Queridos ordinandos, não esqueçam que recebem a ordenação sacerdotal para servir a Igreja, todas as almas. Como aprenderam com S. Josemaria e com todos os seus sucessores, sejam sempre leais ao Romano Pontífice, aos Bispos, sucessores dos Apóstolos, e ao vosso Prelado. Estimem os sacerdotes de cada diocese, roguem com constância ao Senhor que envie muitos operários para toda a Sua messe, que envie muitos sacerdotes santos, constituídos como guardadores para apascentar a Igreja de Deus, adquirida por Ele com o Seu próprio sangue (At 20, 28).

Felicito agora os pais e os irmãos dos novos sacerdotes. A partir de hoje, terão alguém do mesmo sangue que intercederá especialmente por cada um diante de Deus. Ao mesmo tempo, todos nós temos que rezar por eles mais do que antes, porque a responsabilidade que eles assumiram é grande.

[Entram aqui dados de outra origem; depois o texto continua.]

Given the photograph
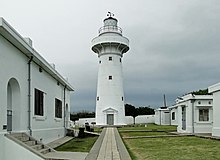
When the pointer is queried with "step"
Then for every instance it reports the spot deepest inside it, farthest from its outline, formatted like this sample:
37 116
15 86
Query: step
24 138
38 146
31 142
45 150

Estamos no mês de maio. Quantas coisas teremos já dito à nossa Mãe! Como teremos rezado para que ela nos ajude, como Mãe de Deus e nossa Mãe! Confiamos estes nossos irmãos a Maria, Mãe da Igreja, Mãe dos sacerdotes: que ela os acolha especialmente, como seus filhos muito amados, como acolheu S. João, o discípulo amado, ao pé da cruz de Jesus. Queridíssimos ordinandos, ofereço a cada um o Terço e um pequeno ícone da Virgem da Ternura, para que se possam unir mais estreitamente a Maria Santíssima e para os obrigar, de alguma forma, a rezar por mim. Que Deus os abençoe. Assim seja.